You are viewing a plain text version of this content. The canonical link for it is here.

Posted to users@jackrabbit.apache.org by Lei Zhou <Le...@pointalliance.com> on 2006/11/21 23:16:23 UTC

Question on jcr:deref usage

Hi,

I'd like to build a custom query which is quite complicated. I'd like to 
use jcr:deref to achieve the SQL Join style query but am not sure if this 
is doable in Jackrabbit. Could anyone comment on the following use case? 

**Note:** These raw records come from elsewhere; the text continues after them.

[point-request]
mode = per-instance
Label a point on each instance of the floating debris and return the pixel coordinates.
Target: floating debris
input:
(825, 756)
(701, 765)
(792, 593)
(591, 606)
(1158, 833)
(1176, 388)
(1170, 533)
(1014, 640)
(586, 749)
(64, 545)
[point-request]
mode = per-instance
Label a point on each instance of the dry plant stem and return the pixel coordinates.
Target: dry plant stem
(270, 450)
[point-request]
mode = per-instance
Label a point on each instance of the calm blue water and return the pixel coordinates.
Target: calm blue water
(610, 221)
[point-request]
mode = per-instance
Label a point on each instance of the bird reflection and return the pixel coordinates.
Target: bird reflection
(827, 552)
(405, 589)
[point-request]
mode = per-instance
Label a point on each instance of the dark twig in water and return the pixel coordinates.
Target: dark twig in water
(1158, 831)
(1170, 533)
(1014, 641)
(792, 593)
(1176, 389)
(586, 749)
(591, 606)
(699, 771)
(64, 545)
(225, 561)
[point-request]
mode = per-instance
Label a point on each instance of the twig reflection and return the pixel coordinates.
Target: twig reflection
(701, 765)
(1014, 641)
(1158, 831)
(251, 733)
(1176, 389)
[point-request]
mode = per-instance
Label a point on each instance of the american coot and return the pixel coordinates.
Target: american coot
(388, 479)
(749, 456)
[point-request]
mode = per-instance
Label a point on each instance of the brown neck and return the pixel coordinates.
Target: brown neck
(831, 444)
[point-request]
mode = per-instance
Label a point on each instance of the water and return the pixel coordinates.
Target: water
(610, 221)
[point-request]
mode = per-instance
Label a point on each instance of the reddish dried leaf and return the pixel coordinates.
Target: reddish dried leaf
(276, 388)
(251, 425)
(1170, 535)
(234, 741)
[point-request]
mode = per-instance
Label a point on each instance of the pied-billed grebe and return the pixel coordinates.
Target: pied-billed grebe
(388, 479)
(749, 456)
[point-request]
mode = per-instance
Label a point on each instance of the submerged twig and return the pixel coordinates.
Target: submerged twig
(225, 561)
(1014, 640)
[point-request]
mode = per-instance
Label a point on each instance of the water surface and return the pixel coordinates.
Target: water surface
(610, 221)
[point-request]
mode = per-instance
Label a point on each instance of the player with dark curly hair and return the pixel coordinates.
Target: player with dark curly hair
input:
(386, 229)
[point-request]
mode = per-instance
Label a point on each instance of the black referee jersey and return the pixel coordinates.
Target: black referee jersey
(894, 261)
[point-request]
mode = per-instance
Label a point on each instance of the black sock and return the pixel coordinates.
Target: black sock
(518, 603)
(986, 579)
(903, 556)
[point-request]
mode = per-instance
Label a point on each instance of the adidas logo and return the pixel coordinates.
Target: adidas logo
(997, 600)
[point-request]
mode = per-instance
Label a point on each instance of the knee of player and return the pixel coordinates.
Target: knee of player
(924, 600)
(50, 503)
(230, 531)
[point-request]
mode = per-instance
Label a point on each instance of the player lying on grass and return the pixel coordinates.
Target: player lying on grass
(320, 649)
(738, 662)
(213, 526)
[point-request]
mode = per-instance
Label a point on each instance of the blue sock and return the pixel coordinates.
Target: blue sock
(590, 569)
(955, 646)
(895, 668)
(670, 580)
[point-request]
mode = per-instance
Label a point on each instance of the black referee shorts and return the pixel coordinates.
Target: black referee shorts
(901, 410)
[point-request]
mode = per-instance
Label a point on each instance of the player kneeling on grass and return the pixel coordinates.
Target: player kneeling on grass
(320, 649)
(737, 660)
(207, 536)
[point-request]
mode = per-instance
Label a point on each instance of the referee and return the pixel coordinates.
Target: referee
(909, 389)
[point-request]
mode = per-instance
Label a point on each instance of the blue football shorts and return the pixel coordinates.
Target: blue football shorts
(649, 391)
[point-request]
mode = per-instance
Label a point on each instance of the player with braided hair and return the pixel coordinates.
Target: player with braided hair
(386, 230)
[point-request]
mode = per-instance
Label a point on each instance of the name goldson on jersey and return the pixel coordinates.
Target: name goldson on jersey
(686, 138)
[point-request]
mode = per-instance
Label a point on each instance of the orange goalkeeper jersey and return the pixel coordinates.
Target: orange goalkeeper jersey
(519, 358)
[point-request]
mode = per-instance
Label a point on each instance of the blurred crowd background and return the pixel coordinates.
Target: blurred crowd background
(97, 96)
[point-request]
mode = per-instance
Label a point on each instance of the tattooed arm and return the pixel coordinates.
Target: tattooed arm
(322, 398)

The objects: Document has text properties and Category references
The query: user need to search for documents by specifying values of any 
combination of text values and/or category values
The query result: user demands a categorized result view, which contains 
expandable/collapsable categories

For example, a document may have text properties Subject, author, 
Description; and refers to one or more entries of category "Products". 
I'd like to be able to create something like  below: 

SELECT  Document.Subject, Document.Description, 
Document.ProductReference->categoryName
where Subject='Manual' AND description contains 'maintenance' AND 
Document.ProductReference->categoryName='Product #1'
order by Document.ProductReference->categoryName, Document.Subject

Is this possible in Jackrabbit with Xpath query? 

Thanks,

Re: Question on jcr:deref usage

Posted by Lei Zhou <Le...@pointalliance.com>.

Hi,

Not sure I understand what you meant by "extend JCR API" - I guess adding 
new features to JCR2.0?  Or adding new features to Jackrabbit? 

Simply put, it would be good to see added support for SELECT DISTINCT and 
GROUP BY. I haven't tried with Jackrabbit for JOIN between primary 
nodetype tables, it would be nice if it is there.

An example, if one needs to create a content navigator (similar to the 
JTree format) for search results, one way is to grab ALL data and use 
application code to create the navigational structure. Another way is to 
use one query (like SELECT DISTINCT, and/or GROUP BY ) to get the 
navigation data (tree nodes), and user another query (when user selects 
one category) to get the requested details. 


>Is this now not more an implementation issue (how to do it) than a
>user issue (what features are required, how the API looks like)?

No. See below.

>AFAIK, Lucene (not the RDBMS) is used to for queries (except for
>direct, relative Node access and references).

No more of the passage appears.